# La Marzocco Basket 17g and Cherub = ?



## thomss (May 9, 2011)

Hey all, : )

Following on from another thread where I bought a new bottomless portafilter for my Cherub but the included baskets from the Cherub didn't seem to fit it properly.

They do fit without the spring so I was looking at a different spring such as this:

http://www.coffeehit.co.uk/portafilter-spring/p180

to see if it will help make my standard double fit the bottomless PF, I thought I'd might try and upgrade to a VST style basket for the bottomless at the same time....

Which brought me to the La Marzocco Basket 17g from Coffeehit.

I normally weight out 18g of beans for my standard double basket, but guess the 17g will be ok for 18g of beans...
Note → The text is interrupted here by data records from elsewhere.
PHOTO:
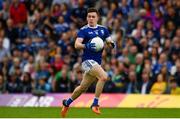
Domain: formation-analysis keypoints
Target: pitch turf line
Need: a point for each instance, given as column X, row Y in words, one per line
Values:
column 53, row 112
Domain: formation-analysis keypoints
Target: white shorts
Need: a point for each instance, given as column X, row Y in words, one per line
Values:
column 87, row 65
has anybody tried this basket with a Cherub at all, worth it???









Thanks, Thomas.


----------



## fatboyslim (Sep 29, 2011)

I use a 17g LM Strada on the stock Fracino PF with and without the spring.

Works perfectly.


----------



## thomss (May 9, 2011)

Fantastic, improvement of the default basket?
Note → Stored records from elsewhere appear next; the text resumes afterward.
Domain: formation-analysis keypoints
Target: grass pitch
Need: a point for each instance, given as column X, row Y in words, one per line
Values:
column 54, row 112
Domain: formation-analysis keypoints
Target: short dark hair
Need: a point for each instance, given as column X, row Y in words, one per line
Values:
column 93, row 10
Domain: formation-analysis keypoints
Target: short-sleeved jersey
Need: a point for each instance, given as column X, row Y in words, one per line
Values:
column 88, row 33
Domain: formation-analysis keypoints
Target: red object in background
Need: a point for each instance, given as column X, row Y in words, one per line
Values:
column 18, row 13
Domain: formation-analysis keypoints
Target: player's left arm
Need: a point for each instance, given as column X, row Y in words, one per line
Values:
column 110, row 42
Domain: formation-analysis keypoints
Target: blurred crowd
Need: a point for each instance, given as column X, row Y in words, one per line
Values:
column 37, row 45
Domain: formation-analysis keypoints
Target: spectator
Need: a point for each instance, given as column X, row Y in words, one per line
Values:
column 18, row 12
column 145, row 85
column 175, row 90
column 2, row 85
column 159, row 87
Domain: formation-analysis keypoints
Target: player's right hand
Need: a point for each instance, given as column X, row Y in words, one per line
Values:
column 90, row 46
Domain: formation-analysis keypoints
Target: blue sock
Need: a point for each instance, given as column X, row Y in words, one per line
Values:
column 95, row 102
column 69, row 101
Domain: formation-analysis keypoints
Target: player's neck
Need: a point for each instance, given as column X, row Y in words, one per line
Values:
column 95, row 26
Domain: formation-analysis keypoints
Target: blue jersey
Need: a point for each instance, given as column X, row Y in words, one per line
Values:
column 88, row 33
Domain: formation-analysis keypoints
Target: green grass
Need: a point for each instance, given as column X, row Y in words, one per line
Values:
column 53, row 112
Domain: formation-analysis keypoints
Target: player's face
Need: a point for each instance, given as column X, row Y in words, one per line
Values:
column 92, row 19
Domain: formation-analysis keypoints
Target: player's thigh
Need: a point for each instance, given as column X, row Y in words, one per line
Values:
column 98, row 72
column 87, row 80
When you knock the puck out in to the knock box does the basket want to fall out along with it, ie is it REALLY Loose?


----------



## fatboyslim (Sep 29, 2011)

I don't use the spring because I like to weight the basket. When i've pulled the shot I lift the basket out and tap it against my compost bin.

It falls out after some persuasion usually in one whole puck.
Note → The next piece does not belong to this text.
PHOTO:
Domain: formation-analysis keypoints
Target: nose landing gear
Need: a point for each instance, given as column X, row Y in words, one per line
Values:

If you kept the PF spring in it would knock out easily.

If you're looking to buy a LM Strada basket you could ask Peter at Madebyknock. He might try and sell you a tamper as well though.


----------



## thomss (May 9, 2011)

yeah, already got a tamper


----------



## thomss (May 9, 2011)

Is there any major difference between these and a VST basket that you're aware of?


----------



## fatboyslim (Sep 29, 2011)

None except the print on the side of the basket. Is your tamper 58.35mm? Peter can hook you up with one that fits the strada basket perfectly.


----------



## thomss (May 9, 2011)

Ooooh cool. I just have a 58m Motta Tampa currently working well with the default basket though!

Sent from my GT-I9100 using Tapatalk 2


----------



## jimbow (Oct 13, 2011)

The LM Strada/VST baskets are great although can be quite unforgiving. Most people try to go for a perfectly fitting tamper with these baskets because the baskets are pretty expensive so spending more on a correctly fitting tamper seems worthwhile to get the very best from them. Also, because the baskets are precision engineered every basket is exactly the same size, accurate to 0.05mm (or something silly small like that) which means you can buy the tamper confident it will perfectly fit.

VST and LM collaborated on the research and design of the basket but they chose to produce and sell them independently under their own brands. The technology and design is the same on both though.


----------



## thomss (May 9, 2011)

Cool - thanks for the info guys I'll check that out and report back


----------



## jimbow (Oct 13, 2011)

Cool, I have VST 15g and 18g which are the same as the LM Strada 14g and 17g. You may want to look at ridgeless versions of the baskets (if LM do them) as they are easier to get in and out especially if you have a stiff portafilter spring. The VST baskets are usually recommended for use with doses +/-1g of the stated dose e.g. the 18g basket should be used with 17-19g. In practice however, I find with the Cherub the shower screen protrudes quite far into the basket and so I cannot fit 19g.


----------



## thomss (May 9, 2011)

Awesome thanks for that info! I'll have a look for a ridgeless one.


----------



## Earlepap (Jan 8, 2012)

If you don't mind second hand, I have a ridgeless 15g VST that I'd be willing to sell. It hasn't seen much use.


----------



## huw (Sep 13, 2012)

jimbow said:


> Also, because the baskets are precision engineered every basket is exactly the same size, accurate to 0.05mm (or something silly small like that) which means you can buy the tamper confident it will perfectly fit.


I'm not convinced that's true. I haven't seen any claims for the precision of the basket dimensions - just the hole sizes. My madebyknock 58.35mm tamper is certainly a much tighter fit in my VST 15g basket than in my 18g basket (both ridged) and the 15g one comes out of the portafilter much easier than the 18g one.


----------



## thomss (May 9, 2011)

Ordered the Strada 17g from Coffeehit today should be here next week.

I also ordered a new spring so we'll see if that sorted the issue of the bottomless portafilter not quite locking in to the group head.


----------



## thomss (May 9, 2011)

Yep, the spring fixed the issue totally and the La Marzocco 17g basket arrived and I'm pretty sure I can taste a difference the dark fruit flavours this morning really punched thru more on Hasbeen's Blake.

I've had 4 bags of coffee arrive from Coffeebeanshop a few days ago which have been resting - I'll be starting them over the weekend once I've finished a bag from Rave coffee.

Looking forward to it


----------



## jimbow (Oct 13, 2011)

Glad to hear the lighter spring worked and are enjoying the LM basket!


----------